Simulating future changes before going live with them
Change is always difficult, it means moving from the routine to the new. Dealing with new situations is taxing at the best of times, if the change has associated financial consequences like the release of new software or way of working then the stress (like interest) is compounded further.
This post then looks at ways where we can interactively simulate any number of possible futures and more deeply understand what the consequences of change might be so as to avoid costly mistakes. We put a BPMN diagram of a business process into a simulator, update the simulator with facts about the process and then execute the simulator to see how our process might look like under different circumstances.
Credit Card Application Process
In this process we can see that when the application is received tasks to check credit history and incomes sources are performed in parallel. When all the data has been verified then the application is assessed.
If the underwriter grants the application then an offer is made and the process ends. If it is declined then we need to let the customer know and wait for some feedback. It may also be that the customer requests that the application is reviewed again at which point the underwriter will have to spend some more time to review the data again. This also means that the amount of time to process each application can vary.
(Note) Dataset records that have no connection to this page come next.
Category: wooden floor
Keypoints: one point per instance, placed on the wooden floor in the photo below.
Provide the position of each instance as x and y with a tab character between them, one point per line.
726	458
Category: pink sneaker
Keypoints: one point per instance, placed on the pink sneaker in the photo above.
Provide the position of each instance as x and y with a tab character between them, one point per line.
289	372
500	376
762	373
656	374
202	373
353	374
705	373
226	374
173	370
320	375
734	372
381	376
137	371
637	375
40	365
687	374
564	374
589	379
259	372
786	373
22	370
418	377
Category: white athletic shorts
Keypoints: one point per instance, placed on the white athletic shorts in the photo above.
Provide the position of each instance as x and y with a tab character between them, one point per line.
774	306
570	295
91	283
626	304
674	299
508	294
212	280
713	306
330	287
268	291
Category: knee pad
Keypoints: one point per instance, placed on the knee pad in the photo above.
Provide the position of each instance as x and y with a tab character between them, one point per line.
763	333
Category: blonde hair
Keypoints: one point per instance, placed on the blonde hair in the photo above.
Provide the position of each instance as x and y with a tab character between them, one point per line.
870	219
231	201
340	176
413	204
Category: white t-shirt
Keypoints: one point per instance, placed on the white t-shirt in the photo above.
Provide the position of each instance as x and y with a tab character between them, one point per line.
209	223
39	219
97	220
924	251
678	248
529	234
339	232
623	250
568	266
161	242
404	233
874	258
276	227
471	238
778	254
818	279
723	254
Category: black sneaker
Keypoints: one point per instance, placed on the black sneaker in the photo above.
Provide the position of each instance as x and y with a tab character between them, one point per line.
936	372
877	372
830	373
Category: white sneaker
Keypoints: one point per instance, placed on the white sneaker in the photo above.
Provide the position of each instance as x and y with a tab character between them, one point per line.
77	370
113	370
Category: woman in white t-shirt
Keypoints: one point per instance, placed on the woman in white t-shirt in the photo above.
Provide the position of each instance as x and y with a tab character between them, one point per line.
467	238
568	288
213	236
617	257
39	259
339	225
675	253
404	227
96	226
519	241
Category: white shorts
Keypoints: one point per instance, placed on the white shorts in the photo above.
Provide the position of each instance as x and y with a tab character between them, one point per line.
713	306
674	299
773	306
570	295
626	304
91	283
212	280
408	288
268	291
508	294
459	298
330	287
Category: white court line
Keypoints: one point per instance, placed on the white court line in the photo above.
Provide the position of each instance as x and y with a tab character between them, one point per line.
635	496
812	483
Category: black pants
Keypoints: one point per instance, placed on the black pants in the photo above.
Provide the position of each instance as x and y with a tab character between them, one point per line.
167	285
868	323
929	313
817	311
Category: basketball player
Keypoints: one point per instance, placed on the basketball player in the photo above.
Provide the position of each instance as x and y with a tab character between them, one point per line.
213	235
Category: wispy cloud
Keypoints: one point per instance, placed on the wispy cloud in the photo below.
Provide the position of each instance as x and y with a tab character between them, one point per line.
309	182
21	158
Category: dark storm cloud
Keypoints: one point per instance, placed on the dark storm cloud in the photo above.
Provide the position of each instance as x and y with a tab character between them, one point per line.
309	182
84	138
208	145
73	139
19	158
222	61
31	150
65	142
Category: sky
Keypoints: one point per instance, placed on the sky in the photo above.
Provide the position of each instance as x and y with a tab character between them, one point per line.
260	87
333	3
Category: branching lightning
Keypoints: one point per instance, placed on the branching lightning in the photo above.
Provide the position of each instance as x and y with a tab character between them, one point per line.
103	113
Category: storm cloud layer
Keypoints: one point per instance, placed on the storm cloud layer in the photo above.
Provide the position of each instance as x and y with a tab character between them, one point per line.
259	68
Reproduce the 'As-Is' Process
If we have some way of simulating this model, that’s to say assign some values to the model and then run the process multiple times, we could define a baseline that would approximate how that process looks like in real-life.
So we could define who does each task, how long it takes, how many applications are expected to be received in a week and how often they arrive then we could run the simulator with this data and the output would mimic what we have in real-life.
From this baseline we could then make changes to the process to see how it would look like before we actually went live with them.
BPMN Diagram Breakdown
The example process they have is (ahem, fortuitously) the credit card application. The first section is the scenario section which is where we specify some standard measures around the process, first off we can specify how often the process will be launched. The set value is 10 minutes with a exponential distribution of arrival, which means that most will arrive with around 10 minutes difference between them but some will arrive 30 seconds and others 10 hours, so as to mimic the real world.